Re: [PATCH bpf-next v4] bpf: add new helper fd2path for mapping a file descriptor to a pathname

[Andrii Nakryiko]

On Mon, Oct 28, 2019 at 1:59 PM Wenbo Zhang <ethercflow@gmail.com> wrote:
>
> When people want to identify which file system files are being opened,
> read, and written to, they can use this helper with file descriptor as
> input to achieve this goal.
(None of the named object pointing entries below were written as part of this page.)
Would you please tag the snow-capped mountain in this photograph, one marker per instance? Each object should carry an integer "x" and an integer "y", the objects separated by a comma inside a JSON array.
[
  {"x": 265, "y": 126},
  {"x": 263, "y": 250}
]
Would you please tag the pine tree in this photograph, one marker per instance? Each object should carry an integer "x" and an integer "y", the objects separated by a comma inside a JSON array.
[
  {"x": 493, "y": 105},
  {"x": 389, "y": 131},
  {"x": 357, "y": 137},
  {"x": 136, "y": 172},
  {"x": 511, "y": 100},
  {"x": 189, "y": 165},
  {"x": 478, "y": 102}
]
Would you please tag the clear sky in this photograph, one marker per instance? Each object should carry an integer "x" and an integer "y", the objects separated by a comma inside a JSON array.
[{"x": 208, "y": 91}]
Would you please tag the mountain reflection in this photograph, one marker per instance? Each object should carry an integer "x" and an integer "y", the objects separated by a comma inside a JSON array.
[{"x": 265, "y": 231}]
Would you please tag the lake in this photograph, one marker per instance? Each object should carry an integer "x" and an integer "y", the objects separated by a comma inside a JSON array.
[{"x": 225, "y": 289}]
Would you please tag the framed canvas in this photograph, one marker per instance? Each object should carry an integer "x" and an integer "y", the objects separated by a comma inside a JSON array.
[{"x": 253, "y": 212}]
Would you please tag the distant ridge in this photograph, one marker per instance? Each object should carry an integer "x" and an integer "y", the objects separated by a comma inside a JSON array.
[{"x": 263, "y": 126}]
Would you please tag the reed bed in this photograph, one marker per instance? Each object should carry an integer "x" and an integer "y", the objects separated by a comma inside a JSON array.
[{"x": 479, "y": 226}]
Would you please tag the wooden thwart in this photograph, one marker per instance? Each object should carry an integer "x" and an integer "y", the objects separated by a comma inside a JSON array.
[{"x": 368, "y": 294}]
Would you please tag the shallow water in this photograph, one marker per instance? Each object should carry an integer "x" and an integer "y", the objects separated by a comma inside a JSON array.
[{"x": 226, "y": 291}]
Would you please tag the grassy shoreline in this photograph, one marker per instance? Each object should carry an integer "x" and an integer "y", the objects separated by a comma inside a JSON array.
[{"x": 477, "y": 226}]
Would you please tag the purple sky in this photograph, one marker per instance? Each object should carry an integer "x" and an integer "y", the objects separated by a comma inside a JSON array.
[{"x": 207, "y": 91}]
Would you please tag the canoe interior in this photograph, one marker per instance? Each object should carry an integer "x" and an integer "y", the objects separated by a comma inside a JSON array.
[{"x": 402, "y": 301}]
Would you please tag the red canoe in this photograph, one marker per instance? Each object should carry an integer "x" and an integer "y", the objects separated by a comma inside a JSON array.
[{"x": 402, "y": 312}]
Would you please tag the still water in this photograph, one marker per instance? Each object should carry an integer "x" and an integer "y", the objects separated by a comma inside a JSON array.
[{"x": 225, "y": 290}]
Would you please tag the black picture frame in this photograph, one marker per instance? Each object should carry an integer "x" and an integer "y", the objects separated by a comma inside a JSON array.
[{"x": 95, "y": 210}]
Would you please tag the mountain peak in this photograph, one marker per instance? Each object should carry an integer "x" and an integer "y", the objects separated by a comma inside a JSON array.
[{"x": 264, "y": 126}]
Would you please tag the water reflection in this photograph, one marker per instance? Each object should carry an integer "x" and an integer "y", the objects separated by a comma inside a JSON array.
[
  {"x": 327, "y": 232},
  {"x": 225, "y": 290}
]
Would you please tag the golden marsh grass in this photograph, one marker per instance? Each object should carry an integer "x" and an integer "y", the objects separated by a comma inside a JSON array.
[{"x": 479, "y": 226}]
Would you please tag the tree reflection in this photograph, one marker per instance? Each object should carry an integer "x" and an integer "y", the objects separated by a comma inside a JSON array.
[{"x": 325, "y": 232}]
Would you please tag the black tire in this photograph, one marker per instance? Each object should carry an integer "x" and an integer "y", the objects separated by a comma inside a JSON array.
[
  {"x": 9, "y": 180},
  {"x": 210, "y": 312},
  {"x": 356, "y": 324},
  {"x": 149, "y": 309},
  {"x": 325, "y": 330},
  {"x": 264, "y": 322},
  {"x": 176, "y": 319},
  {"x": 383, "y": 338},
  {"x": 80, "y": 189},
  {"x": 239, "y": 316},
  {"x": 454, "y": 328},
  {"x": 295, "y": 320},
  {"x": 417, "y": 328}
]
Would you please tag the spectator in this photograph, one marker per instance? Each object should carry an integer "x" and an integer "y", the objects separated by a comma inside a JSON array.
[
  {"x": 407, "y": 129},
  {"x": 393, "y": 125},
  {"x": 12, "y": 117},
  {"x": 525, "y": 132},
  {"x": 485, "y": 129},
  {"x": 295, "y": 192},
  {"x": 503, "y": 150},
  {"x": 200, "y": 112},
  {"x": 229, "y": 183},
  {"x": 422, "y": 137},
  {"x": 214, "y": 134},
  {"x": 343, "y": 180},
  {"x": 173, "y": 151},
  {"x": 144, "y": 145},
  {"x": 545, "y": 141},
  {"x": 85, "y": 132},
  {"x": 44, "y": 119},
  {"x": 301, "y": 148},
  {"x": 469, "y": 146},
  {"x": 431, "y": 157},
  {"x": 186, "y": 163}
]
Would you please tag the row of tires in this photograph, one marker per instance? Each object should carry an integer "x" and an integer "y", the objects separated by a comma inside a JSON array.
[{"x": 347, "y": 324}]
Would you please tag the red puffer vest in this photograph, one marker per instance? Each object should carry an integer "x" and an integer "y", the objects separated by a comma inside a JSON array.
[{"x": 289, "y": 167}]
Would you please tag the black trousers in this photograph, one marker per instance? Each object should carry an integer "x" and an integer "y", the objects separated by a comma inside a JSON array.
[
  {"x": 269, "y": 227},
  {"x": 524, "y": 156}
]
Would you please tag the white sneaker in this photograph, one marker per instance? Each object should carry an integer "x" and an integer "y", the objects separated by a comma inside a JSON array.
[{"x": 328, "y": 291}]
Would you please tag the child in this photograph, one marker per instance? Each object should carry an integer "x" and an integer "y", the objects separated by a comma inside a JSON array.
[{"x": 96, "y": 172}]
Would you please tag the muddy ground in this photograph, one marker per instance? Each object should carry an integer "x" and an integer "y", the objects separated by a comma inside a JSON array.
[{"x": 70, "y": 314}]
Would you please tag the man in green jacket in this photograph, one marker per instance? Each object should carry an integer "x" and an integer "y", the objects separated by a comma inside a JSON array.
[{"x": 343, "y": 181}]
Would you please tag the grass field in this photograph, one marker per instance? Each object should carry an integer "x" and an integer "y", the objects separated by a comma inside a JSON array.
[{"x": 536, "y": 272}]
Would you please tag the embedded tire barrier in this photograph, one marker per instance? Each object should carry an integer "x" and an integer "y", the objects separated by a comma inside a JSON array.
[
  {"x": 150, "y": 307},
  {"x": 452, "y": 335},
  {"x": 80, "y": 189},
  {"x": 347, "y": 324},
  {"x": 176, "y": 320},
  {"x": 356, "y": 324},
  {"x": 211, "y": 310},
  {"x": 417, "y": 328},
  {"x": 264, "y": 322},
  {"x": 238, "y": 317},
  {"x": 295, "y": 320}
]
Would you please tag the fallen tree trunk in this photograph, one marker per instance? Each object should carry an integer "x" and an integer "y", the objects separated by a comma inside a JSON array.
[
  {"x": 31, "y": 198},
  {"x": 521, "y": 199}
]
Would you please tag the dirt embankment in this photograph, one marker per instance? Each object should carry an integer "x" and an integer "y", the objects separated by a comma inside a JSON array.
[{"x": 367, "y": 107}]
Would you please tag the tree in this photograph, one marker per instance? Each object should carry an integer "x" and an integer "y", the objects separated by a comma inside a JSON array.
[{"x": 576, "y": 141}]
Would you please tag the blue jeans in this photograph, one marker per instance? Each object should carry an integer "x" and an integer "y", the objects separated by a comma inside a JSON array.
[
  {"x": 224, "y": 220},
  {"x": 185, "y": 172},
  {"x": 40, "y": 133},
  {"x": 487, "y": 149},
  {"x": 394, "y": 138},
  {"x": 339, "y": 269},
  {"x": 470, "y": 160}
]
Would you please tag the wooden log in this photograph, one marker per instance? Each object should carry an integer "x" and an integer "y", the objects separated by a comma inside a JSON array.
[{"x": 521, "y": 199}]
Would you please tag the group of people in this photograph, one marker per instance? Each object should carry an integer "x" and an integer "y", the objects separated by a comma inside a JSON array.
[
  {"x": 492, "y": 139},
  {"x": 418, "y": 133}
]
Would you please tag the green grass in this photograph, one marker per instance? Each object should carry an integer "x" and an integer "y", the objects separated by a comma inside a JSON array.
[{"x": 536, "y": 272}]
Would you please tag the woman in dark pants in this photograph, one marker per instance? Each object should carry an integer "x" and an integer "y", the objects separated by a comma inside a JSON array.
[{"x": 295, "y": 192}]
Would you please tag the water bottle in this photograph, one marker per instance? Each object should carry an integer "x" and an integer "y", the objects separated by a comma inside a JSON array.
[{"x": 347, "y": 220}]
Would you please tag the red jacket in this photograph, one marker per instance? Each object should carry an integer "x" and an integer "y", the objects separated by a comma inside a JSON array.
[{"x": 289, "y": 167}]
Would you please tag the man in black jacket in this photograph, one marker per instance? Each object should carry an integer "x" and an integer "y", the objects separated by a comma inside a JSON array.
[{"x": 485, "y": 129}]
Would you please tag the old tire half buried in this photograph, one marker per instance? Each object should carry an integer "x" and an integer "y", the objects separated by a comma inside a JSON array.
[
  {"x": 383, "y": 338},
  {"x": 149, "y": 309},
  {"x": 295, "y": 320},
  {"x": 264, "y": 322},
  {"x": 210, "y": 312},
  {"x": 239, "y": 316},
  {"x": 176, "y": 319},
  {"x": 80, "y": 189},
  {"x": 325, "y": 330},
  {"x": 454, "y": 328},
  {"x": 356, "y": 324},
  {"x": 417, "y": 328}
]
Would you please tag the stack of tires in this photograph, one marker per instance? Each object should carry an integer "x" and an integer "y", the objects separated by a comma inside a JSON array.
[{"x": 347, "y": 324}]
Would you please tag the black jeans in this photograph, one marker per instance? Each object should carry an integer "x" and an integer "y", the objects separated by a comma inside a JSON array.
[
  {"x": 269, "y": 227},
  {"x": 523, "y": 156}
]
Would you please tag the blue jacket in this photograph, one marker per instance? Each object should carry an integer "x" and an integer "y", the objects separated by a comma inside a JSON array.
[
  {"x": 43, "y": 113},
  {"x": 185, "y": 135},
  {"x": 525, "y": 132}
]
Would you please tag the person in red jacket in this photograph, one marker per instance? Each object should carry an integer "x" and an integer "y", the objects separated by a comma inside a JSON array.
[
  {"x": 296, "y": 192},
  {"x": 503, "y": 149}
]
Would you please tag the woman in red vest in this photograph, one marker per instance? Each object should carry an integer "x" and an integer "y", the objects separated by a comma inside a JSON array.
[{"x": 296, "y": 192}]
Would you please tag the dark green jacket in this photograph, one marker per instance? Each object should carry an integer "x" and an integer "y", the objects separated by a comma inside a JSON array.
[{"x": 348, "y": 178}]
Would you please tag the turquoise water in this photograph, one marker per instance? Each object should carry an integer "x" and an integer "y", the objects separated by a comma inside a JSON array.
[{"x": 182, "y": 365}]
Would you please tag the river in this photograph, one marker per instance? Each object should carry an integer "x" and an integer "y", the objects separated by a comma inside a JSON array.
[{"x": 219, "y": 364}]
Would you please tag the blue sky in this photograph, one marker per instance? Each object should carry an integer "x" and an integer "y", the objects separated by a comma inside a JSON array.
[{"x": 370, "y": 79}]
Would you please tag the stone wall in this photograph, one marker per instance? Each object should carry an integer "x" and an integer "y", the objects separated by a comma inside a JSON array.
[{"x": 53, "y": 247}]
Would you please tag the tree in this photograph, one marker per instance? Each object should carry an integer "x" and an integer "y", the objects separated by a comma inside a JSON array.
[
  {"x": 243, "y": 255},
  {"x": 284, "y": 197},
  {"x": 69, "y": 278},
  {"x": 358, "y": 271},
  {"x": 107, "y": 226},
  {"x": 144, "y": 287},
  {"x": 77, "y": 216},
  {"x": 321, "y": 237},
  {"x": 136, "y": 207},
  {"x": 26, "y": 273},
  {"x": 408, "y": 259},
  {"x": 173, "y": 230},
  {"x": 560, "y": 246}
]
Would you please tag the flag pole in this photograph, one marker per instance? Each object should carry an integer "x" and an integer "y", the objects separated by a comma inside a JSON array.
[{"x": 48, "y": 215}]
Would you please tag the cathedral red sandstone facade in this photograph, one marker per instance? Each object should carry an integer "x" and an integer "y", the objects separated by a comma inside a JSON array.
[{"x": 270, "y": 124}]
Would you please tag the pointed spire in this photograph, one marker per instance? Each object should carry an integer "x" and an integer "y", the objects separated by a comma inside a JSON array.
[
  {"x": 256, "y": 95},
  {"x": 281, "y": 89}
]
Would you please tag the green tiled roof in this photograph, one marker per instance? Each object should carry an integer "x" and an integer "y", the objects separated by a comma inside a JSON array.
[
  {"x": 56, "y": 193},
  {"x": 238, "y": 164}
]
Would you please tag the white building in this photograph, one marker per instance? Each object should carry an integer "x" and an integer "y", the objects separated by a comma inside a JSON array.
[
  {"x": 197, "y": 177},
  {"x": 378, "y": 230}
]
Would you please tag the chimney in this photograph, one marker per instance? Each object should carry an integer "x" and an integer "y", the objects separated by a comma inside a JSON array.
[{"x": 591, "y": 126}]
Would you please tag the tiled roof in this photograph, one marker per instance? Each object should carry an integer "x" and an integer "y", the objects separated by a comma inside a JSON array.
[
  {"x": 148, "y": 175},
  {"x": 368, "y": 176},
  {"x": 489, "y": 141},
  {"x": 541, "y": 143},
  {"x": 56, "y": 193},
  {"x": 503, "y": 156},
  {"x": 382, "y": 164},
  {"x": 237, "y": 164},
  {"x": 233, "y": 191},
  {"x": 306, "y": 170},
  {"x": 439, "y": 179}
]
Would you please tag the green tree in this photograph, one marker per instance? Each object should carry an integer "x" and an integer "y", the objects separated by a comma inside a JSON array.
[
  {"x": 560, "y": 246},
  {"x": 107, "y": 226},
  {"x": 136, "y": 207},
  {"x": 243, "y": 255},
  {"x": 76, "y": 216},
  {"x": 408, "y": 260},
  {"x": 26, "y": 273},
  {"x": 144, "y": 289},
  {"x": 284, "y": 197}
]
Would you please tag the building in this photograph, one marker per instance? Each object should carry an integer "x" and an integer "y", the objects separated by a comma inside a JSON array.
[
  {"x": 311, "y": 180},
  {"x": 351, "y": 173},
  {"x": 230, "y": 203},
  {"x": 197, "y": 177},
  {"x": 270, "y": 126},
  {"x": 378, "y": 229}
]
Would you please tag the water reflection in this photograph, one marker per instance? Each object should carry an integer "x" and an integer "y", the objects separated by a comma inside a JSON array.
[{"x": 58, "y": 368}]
Other pseudo filesystems are also supported.
>
> This requirement is mainly discussed here:
>
>   https://github.com/iovisor/bcc/issues/237
>
> v3->v4:
> - fix missing fdput()
> - move fd2path from kernel/bpf/trace.c to kernel/trace/bpf_trace.c
> - move fd2path's test code to another patch
>
> v2->v3:
> - remove unnecessary LOCKDOWN_BPF_READ
> - refactor error handling section for enhanced readability
> - provide a test case in tools/testing/selftests/bpf
>
> v1->v2:
> - fix backward compatibility
> - add this helper description
> - fix signed-off name
>
> Signed-off-by: Wenbo Zhang <ethercflow@gmail.com>
> ---
>  include/uapi/linux/bpf.h       | 14 +++++++++++-
>  kernel/trace/bpf_trace.c       | 40 ++++++++++++++++++++++++++++++++++
>  tools/include/uapi/linux/bpf.h | 14 +++++++++++-
>  3 files changed, 66 insertions(+), 2 deletions(-)
>
> diff --git a/include/uapi/linux/bpf.h b/include/uapi/linux/bpf.h
> index 4af8b0819a32..124632b2a697 100644
> --- a/include/uapi/linux/bpf.h
> +++ b/include/uapi/linux/bpf.h
> @@ -2775,6 +2775,17 @@ union bpf_attr {
>   *             restricted to raw_tracepoint bpf programs.
>   *     Return
>   *             0 on success, or a negative error in case of failure.
> + *
> + * int bpf_fd2path(char *path, u32 size, int fd)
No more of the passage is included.